Ce projet, intitulé comme tel, est issu d’ateliers en anglais et en français dirigés par Peter Brook et Marie-Hélène Estienne. Et cela sent, un peu et même beaucoup par moments… le travail d’atelier,avec une distribution inégale. Ery Nzaramba, malgré une belle présence physique, n’est pas très à l’aise, loin du merveilleux Sotigui Kouyaté nettement plus impressionnant. Et désolé, Paula Luna, un peu raide, n’a rien de cette Miranda, la belle amoureuse. Il y a heureusement le brillant Sylvain Levitte que nous avions découvert en 2008 dans Le Garçon du dernier rang de Juan Mayorga. Et surtout Marilú Marini : dès qu’elle apparait sur le plateau, elle illumine de sa présence. A soixante dix-sept ans, chapeau ! Quelle vitalité, quelle gestuelle, quelle formidable envie d’être là sur une scène et de faire rire un public…

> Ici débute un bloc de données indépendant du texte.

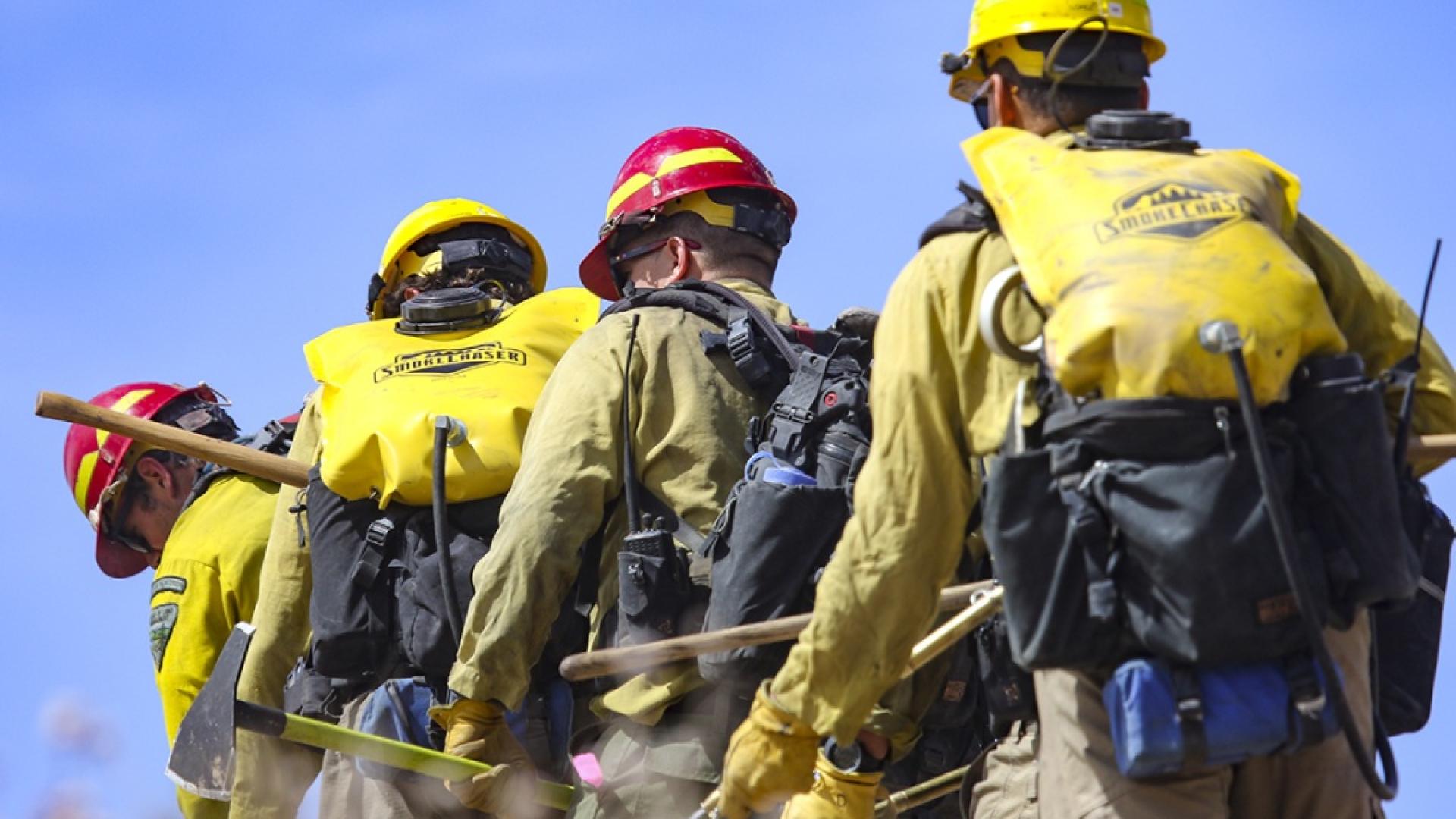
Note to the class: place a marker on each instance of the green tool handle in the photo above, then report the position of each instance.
(395, 754)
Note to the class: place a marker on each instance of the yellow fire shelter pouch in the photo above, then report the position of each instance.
(1130, 253)
(381, 392)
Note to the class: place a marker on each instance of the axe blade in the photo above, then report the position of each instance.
(201, 758)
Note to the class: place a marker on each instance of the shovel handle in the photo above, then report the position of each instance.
(226, 453)
(634, 659)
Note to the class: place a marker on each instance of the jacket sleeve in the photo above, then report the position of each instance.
(570, 466)
(191, 618)
(273, 776)
(1381, 327)
(912, 503)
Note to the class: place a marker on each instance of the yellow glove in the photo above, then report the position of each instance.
(836, 795)
(770, 758)
(478, 730)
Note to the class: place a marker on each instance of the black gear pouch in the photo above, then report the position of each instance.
(1408, 640)
(1141, 528)
(1043, 569)
(424, 624)
(767, 548)
(353, 550)
(1348, 485)
(1005, 686)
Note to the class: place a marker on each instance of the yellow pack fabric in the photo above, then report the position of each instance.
(381, 392)
(1131, 251)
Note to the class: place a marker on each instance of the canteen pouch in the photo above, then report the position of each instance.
(1168, 719)
(1350, 487)
(767, 547)
(424, 626)
(397, 710)
(1408, 640)
(654, 588)
(1106, 539)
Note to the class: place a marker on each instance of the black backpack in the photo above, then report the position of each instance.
(781, 522)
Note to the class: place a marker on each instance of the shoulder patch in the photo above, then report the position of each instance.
(967, 218)
(168, 583)
(164, 618)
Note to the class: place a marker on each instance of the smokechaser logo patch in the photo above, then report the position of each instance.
(1174, 210)
(450, 362)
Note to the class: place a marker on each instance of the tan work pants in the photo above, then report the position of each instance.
(1008, 790)
(1079, 777)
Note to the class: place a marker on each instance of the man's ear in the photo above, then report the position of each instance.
(1003, 102)
(155, 474)
(683, 262)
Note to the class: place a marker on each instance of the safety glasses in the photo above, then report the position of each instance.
(982, 104)
(645, 249)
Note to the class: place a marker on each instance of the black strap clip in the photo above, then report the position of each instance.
(373, 556)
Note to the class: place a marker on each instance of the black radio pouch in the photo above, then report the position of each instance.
(653, 586)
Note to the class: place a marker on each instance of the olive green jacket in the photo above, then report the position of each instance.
(689, 422)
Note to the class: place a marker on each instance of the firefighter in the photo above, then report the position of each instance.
(462, 333)
(200, 528)
(946, 394)
(689, 205)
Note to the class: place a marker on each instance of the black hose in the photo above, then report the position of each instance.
(453, 617)
(1285, 538)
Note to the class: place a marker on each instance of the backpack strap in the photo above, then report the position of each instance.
(971, 216)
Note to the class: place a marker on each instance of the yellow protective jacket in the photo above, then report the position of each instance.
(943, 400)
(689, 416)
(206, 583)
(382, 392)
(270, 776)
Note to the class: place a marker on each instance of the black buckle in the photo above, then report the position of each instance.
(367, 569)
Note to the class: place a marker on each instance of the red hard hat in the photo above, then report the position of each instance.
(96, 461)
(667, 167)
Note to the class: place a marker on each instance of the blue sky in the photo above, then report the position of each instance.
(193, 190)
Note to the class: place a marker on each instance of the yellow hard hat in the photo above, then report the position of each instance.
(435, 218)
(996, 24)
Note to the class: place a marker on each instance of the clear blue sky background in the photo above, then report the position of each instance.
(194, 190)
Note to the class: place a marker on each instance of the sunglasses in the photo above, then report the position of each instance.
(982, 104)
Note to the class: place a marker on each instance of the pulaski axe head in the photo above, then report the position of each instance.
(201, 758)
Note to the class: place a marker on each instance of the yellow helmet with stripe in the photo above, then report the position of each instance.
(428, 219)
(998, 24)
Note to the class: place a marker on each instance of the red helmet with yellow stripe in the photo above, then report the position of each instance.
(663, 175)
(96, 463)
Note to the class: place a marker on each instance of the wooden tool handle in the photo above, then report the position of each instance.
(639, 657)
(948, 634)
(226, 453)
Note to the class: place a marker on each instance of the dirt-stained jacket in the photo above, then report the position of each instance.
(689, 420)
(941, 400)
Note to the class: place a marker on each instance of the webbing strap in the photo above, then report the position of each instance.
(1188, 697)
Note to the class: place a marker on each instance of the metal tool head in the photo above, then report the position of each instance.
(201, 758)
(1220, 337)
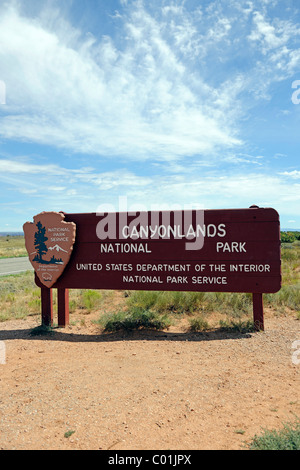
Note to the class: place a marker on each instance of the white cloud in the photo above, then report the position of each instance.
(85, 95)
(295, 174)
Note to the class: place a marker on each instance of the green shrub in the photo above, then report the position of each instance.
(238, 326)
(287, 438)
(198, 324)
(134, 320)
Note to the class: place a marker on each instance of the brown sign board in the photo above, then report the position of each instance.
(231, 250)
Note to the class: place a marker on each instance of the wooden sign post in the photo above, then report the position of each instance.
(231, 250)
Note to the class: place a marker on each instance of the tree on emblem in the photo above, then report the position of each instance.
(39, 242)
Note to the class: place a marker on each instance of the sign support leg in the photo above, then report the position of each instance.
(47, 306)
(63, 307)
(258, 312)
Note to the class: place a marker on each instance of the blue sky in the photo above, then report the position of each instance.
(167, 103)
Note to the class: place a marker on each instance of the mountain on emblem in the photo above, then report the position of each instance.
(47, 234)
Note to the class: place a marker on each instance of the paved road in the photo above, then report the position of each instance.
(14, 266)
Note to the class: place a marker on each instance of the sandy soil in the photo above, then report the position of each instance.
(145, 390)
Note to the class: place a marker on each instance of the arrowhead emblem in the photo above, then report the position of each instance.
(49, 242)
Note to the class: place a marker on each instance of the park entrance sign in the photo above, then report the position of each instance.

Malheureusement, ce n’est pas, côté mise en scène, le meilleur travail de Peter Brook. Les personnages sont souvent statiques et la pièce est réduite à une sorte de squelette. Y manque le souffle vital, la grâce et l’émotion, sauf dans quelques scènes, comme celle de la fin où les amoureux s’embrassent devant le mur rouge. Et le public ? Partagé… Vu le prix des places, il y avait ce soir-là du moins beaucoup de gens d’un certain âge qui voulaient sans doute retrouver un peu de la magie de cette mis en scène à la création. Mais visiblement déçus, comme d’autres plus jeunes qui découvraient le travail de celui qui a été un très grand metteur en scène. Et de cette heure vingt, bien longuette, que nous restera-t-il… Bref, nous oublierons vite ce Tempest project.

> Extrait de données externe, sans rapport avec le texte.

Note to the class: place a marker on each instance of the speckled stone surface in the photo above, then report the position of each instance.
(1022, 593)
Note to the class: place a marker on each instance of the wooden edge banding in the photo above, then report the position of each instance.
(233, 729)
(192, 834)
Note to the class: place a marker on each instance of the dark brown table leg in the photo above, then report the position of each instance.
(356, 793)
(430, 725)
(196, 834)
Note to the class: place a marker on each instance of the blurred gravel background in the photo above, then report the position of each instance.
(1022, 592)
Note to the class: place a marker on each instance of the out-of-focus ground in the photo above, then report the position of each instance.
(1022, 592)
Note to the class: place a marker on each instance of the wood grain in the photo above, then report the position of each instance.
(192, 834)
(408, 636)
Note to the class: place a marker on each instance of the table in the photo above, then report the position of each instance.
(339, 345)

Avertissement à nos amis professionnels qui voudraient voir un spectacle dans ce théâtre: une ancienne comédienne qui avait obtenu une détaxe, en a eu effectivement une… à 28 € ! «Vous comprenez, lui a-t-on dit au guichet, si voulez être au parterre, c’est plus cher qu’aux balcons. » Nous vivons une époque moderne, comme disait autrefois Philippe Meyer à France-Inter.

 Philippe du Vignal

Le spectacle a été joué du 21 au 30 avril au Théâtre des Bouffes du Nord,  37 bis boulevard de la Chapelle, Paris (Xème).